Martin A. Schwartz, the newly named Robert Berliner Professor of Cardiology, is a noted cardiovascular researcher whose studies of cell adhesion and behavior has led to new insights into arthrosclerosis and heart disease.
A professor of medicine (cardiology) and of cell biology, he is affiliated with the Vascular Biology and Therapeutics Program and a member of the Yale Cardiovascular Research Center (YCVRC). He is an expert in integrin signaling and mechanotrnsduction, or how cells respond to mechanical forces. His lab’s main interest is in how fluid shear stress — the friction of flowing blood against the endothelium cells — regulate their behavior, including how increased flow leads to the growth of new arteries. His other research interests include vascular remodeling, integrin signaling, extracellular matrix, cell-cell junctions, and mechanotransduction. He has authored or co-authored numerous articles on these and other research subjects for professional publications, including Nature, Science, the Journal of Cell Biology, and more.

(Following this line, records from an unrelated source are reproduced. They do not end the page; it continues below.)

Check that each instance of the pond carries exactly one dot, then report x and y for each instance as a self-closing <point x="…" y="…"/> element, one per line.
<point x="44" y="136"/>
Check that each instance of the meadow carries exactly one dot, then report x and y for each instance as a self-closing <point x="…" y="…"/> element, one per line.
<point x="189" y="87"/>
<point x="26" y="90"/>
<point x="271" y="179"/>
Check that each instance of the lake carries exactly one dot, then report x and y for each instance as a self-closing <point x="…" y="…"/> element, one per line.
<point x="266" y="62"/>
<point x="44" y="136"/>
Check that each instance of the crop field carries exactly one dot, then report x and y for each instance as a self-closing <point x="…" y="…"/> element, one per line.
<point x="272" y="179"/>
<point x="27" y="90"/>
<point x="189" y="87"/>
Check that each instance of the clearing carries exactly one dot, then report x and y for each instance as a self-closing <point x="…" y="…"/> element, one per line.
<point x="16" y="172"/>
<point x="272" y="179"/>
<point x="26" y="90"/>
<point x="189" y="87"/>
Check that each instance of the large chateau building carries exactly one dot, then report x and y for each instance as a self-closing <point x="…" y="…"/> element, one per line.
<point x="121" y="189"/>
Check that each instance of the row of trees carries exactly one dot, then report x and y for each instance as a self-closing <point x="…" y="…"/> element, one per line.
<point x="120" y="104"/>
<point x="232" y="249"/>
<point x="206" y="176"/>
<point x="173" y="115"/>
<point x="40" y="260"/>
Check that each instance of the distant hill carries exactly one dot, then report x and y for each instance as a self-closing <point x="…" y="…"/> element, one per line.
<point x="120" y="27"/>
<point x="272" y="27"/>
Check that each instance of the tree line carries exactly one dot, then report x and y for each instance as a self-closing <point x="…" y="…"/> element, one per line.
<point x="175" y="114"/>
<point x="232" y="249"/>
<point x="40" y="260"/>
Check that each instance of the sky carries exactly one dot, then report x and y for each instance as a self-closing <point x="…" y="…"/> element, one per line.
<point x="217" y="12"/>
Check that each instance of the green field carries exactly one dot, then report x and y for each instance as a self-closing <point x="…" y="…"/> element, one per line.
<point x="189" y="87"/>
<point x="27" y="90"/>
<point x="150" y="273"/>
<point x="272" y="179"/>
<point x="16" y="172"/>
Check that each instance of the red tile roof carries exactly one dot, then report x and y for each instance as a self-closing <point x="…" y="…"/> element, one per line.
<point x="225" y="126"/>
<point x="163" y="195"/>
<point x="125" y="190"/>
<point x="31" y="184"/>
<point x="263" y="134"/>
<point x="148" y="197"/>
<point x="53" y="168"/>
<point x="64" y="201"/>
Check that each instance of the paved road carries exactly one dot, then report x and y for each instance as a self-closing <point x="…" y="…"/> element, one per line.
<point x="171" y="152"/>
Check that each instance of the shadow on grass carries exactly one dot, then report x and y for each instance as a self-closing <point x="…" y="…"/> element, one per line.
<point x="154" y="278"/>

Schwartz earned a B.A. in chemistry from New College in Sarasota, Florida, and a Ph.D. in physical chemistry from Stanford University. He conducted postdoctoral research at the Massachusetts Institute of Technology in the laboratory of Richard Hynes. He joined the faculty of Harvard Medical School in 1983, where he was among the first to report that integrin mediated adhesion could regulate signaling pathways in cells. In 1991, he moved to the Scripps Research Institute, where he continued his work on integrin signaling with an emphasis on endothelial cell biology. From 2002 to 2011, when he joined the Yale faculty, he was a professor at the University of Virginia.
At Yale, Schwartz is part of a team of researchers at YCVRC who received a five-year, $9.5 million grant from the National Heart, Lung, and Blood Institute (part of the National Institutes of Health), to study the molecular basis of arteriogenesis — the process by which new arterial blood vessels are formed — with the aim of developing a new framework for drug discovery and other therapeutic advances.